Come è cambiata la sua vita in questo anno di pandemia?

È un periodo difficile per tutti e lo è anche per me, sia da un punto di vista lavorativo sia da un punto di vista della vita sociale. Però è anche un periodo in cui ho imparato un sacco di cose nuove. Un po’ tutti siamo stati costretti a diventare più spigliati con la tecnologia e reinventarci per fare uno scatto di crescita verso una società sempre più smart. Poi dal punto di vista personale la mia vita era già cambiata da più di un anno perché i miei figli sono grandi e sono usciti di casa e a un certo punto è uscita di casa anche mia moglie perché è andata a lavorare in Albania! Quindi viviamo insieme solo quando io riesco ad andare là e quando lei torna a Bergamo. Però con la pandemia spostarsi è ovviamente più difficile.

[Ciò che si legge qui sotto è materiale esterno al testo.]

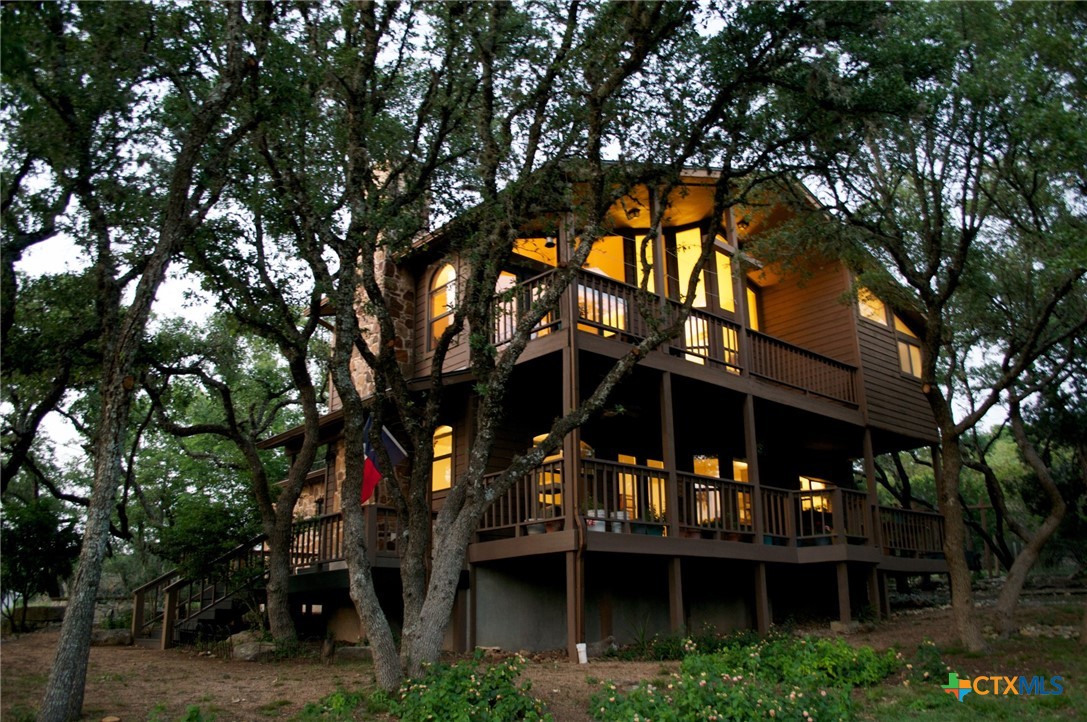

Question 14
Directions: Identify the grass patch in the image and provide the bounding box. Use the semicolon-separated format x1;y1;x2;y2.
257;699;293;716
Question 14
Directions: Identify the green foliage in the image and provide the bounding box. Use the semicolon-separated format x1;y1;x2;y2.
593;636;897;722
0;497;80;630
291;688;367;721
393;651;553;721
147;705;218;722
153;493;260;580
613;625;773;661
905;638;948;684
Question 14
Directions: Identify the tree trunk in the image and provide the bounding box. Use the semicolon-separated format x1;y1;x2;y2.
403;511;477;677
1080;601;1086;647
265;520;297;644
992;397;1069;636
343;502;402;691
935;439;987;652
38;378;132;722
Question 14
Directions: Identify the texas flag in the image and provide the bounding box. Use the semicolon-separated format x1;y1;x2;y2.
361;416;408;504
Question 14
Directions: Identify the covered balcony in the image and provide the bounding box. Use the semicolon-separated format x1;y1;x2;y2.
493;267;858;407
473;457;945;570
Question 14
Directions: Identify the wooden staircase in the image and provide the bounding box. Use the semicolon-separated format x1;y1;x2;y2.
131;535;269;650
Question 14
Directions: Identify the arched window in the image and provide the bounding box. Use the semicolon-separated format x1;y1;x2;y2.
432;425;453;491
429;263;456;350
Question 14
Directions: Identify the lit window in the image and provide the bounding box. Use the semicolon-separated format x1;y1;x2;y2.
429;264;457;350
894;314;922;377
513;238;557;267
715;246;735;313
898;340;922;378
431;425;453;491
857;288;887;325
746;285;761;331
799;476;831;512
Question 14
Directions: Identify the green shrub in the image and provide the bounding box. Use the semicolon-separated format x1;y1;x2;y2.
394;651;552;721
291;688;366;721
905;638;947;684
593;636;898;722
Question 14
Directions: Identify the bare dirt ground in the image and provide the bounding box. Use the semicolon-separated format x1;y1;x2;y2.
2;582;1083;722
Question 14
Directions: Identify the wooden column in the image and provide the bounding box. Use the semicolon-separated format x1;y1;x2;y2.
661;372;679;534
867;566;882;621
836;562;852;624
467;563;477;651
862;429;882;549
161;586;178;650
725;206;752;375
878;570;891;618
668;557;684;633
754;562;771;634
565;551;585;662
743;395;765;542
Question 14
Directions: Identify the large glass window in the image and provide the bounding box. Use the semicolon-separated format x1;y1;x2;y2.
671;227;708;308
429;264;457;350
431;425;453;491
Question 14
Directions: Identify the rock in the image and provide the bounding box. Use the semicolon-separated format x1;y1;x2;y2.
233;641;276;662
229;630;265;647
335;646;373;663
91;629;133;646
586;635;617;658
830;621;861;635
101;717;122;722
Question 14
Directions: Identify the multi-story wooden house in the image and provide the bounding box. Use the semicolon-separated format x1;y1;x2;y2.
134;172;947;656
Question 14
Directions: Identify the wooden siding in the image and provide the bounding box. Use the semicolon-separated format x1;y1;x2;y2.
856;318;938;442
759;264;857;365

Che consiglio e che augurio si sente di dare ai soci di Terza Università per affrontare questo periodo così complesso?

Auguro a tutti di poter essere vaccinati il prima possibile! Poi consiglio di portare pazienza e prendere questo periodo storico come una sfida, come un’opportunità per mettersi in gioco e imparare cose nuove. Infine consiglio di essere particolarmente affettuosi con i nipoti: i ragazzi sono quelli che, silenziosamente, stanno soffrendo di più in questa situazione.

Un pensiero su “Interviste ai docenti – Nicola Eynard

  • franca e mario

    Anni or sono abbiamo seguito un corso con l’architetto. E’ riuscito a coinvolgerci moltissimo, sono trascorsi gli anni ma ci sembra sia rimasta immutata la sua ‘carica’: complimenti architetto!!